MineralTree’s Vijay Ramnathan’s Top Stories Impacting Payments and Fintech for 2021

Staffing challenges, the growth in digital payments and B2B payments were among the stories that defined 2021 in payments and Fintech, MineralTree president Vijay Ramnathan said recently.

MineralTree conducted some research in 2020 with mid-market and enterprise finance teams, Ramnathan said. Prior to the pandemic, 85 per cent reported working fully in the office. During the pandemic, however, that number shrunk to 22 per cent. Over the summer it returned to north of 60 per cent.

Come the summer of 2022 and beyond, roughly half of those surveyed expect to be working remotely or in some sort of hybrid situation, meaning 2021’s challenges are not disappearing any time soon.

“Enabling a remote workforce, improving cash management, and ensuring business continuity are all critical and finance leaders are prioritizing the digitization and automation of back-office financial processes to get there,” Ramnathan said. “That will continue in 2022.”

Close to 60 per cent of surveyed finance leaders said the strategic importance of their supplier relationships grew in 2021, with that rate even higher in sectors such as healthcare where the steady flow of supplies is essential to delivering critical services. Because accurate and timely payments are key to those relationships, suppliers will have more say in how they get paid as organizations focus on keeping their businesses moving forward and preventing future supply chain vulnerability.

It is no surprise businesses want to embrace electronic payment methods, Ramnathan said. They are faster, simpler, and cheaper for all involved.

Yet despite these truths, adoption has stalled for three reasons, with the first being a team’s capacity to contact and onboard vendors to accept digital payments. Ramnathan said that impediments can be addressed by AP solution vendors that offer services to continuously onboard suppliers to accept digital payments.

The second issue is giving suppliers a choice in how they get paid. Both sides need to see benefits, Ramnathan said.

Suppliers must have the capacity to manage the payment information for multiple customers in one location.

“Supplier portals can address this need while also providing suppliers with a consolidated view of their accounts receivables along with valuable analytics on things like efficiency, DSO and credits outstanding,” he explained.

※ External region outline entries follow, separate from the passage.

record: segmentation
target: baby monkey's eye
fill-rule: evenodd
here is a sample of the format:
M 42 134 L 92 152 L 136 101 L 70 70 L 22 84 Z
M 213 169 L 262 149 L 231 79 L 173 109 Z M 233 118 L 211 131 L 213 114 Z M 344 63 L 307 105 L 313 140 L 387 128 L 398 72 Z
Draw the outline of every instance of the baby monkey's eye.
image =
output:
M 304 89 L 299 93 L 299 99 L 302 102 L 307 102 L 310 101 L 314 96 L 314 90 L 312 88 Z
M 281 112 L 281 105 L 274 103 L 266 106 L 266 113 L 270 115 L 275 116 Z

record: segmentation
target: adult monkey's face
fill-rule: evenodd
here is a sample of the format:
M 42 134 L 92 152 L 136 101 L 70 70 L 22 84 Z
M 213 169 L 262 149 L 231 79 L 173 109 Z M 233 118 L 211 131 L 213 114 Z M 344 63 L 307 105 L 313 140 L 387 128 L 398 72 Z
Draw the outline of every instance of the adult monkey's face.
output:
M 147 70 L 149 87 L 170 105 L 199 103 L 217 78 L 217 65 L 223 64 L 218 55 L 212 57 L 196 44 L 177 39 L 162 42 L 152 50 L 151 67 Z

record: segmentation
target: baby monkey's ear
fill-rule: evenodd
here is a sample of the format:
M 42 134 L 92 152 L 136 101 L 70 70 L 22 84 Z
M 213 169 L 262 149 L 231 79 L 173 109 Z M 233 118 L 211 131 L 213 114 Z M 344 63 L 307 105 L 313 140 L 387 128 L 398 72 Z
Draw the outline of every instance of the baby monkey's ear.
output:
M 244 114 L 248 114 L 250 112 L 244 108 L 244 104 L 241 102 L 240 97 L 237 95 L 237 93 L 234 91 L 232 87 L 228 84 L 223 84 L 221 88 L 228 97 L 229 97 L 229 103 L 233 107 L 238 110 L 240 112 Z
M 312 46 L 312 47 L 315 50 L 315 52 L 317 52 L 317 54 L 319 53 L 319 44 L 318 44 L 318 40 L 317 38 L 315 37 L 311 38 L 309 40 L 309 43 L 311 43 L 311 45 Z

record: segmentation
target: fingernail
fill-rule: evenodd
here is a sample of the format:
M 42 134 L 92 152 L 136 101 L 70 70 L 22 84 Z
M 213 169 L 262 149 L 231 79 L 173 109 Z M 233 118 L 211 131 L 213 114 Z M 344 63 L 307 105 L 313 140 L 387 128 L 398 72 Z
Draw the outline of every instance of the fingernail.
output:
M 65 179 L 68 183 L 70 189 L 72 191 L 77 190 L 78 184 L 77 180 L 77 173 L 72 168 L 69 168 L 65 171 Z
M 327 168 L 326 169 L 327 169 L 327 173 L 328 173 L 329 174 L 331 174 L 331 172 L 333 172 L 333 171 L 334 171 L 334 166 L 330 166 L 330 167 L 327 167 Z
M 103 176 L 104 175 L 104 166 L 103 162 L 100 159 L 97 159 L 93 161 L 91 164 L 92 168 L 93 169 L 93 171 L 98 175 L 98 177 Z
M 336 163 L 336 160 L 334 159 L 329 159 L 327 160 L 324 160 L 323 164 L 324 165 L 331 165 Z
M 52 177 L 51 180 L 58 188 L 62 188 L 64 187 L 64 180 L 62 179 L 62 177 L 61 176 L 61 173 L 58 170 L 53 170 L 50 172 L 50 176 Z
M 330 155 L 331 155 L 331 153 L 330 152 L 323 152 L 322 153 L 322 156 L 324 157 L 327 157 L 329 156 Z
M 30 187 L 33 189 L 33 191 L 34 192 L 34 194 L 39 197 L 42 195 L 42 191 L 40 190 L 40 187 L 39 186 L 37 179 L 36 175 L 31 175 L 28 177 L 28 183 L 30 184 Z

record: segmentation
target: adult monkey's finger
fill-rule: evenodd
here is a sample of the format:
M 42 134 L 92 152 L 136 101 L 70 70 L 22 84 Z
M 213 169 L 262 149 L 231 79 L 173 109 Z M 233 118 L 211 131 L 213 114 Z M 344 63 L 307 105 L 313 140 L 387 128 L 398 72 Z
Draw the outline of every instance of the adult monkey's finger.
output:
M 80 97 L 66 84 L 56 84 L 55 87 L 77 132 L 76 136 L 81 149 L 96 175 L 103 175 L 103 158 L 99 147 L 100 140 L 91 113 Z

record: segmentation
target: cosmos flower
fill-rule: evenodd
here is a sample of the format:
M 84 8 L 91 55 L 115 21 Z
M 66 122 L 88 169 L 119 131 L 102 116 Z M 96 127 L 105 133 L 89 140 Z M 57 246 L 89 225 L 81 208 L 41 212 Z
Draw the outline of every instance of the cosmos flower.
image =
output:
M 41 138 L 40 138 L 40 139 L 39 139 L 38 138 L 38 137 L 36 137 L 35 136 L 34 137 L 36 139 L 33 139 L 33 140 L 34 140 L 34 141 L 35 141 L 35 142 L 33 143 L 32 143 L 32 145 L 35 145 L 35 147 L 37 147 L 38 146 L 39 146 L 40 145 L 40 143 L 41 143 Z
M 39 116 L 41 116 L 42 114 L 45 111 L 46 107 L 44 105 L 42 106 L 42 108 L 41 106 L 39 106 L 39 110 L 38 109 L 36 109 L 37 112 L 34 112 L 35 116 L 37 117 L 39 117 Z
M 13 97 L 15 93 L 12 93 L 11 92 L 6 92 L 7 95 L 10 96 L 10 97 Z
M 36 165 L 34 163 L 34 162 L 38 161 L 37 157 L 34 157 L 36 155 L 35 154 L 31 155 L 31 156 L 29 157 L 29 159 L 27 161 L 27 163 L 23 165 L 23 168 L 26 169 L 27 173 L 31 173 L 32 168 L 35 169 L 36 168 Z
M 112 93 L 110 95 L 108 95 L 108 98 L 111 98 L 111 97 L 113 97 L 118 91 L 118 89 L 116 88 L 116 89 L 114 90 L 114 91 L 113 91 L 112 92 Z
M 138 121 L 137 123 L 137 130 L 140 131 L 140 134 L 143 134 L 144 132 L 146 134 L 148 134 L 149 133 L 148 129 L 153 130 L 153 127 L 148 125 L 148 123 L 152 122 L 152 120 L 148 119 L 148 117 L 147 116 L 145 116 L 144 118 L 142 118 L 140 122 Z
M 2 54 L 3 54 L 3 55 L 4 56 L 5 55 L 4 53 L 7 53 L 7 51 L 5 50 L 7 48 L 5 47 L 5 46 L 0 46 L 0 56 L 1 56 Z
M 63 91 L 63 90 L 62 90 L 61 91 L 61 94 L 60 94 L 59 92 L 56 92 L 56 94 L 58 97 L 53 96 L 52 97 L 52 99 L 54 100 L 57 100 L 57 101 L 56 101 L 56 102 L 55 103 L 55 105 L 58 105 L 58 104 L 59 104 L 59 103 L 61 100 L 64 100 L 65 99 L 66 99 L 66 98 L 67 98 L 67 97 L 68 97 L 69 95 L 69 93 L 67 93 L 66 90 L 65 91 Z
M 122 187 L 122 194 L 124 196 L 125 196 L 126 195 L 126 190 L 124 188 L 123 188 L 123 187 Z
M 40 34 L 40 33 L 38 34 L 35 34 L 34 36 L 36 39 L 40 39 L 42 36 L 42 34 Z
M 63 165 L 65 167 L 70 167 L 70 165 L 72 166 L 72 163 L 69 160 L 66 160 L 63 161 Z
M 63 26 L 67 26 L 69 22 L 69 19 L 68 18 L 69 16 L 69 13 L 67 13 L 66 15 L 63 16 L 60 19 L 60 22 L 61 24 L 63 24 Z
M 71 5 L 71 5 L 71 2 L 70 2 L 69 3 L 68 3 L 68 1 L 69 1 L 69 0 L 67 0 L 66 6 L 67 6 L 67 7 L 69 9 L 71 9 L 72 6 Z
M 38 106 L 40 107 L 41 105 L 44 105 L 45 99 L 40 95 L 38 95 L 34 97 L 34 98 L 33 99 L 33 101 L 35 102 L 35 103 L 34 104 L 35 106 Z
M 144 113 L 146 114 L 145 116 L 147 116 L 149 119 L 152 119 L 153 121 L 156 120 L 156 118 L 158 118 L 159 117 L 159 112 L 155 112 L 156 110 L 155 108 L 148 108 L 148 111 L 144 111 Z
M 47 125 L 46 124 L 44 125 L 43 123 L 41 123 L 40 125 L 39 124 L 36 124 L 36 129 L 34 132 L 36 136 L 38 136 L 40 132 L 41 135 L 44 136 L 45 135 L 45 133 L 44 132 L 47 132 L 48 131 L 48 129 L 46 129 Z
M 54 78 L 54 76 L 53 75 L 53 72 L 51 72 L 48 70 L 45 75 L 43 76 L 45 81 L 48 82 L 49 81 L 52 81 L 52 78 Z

The Great Resignation, one of the biggest stories of the year, has accelerated automation, Ramnathan said. People across industries and levels have abandoned their pre-pandemic roles to do other things or simply nothing at all.

That leaves businesses in a pickle, so it will lead to increased investment in automation so they have safeguards in place.

“Manual, paper-based processes in finance, accounting, human resources (ironically), and customer service will be prime targets as businesses look to fill in for hard-to-find talent, and expand on existing, digital transformation initiatives,” Ramnathan said.

In concert with that increased automation, look for accounts payable to become a data hub that helps improve business processes throughout organizations, Ramnathan said. That increased automation will generate reams of data that can help further accelerate digital efforts, while learning which payment methods cause the most or least problems with suppliers; forecasting spending and cash flow more accurately; analyzing payments and receivables to free up cash flow; identifying payment frictions in different parts of the business; and predicting potential fraud based on common characteristics.

“Managed properly, AP data will provide a ‘single version of the truth’ about these aspects of the business, enabling more confident strategic decision-making, improved operational control, and a better understanding of customer and supplier needs,” Ramnathan concluded.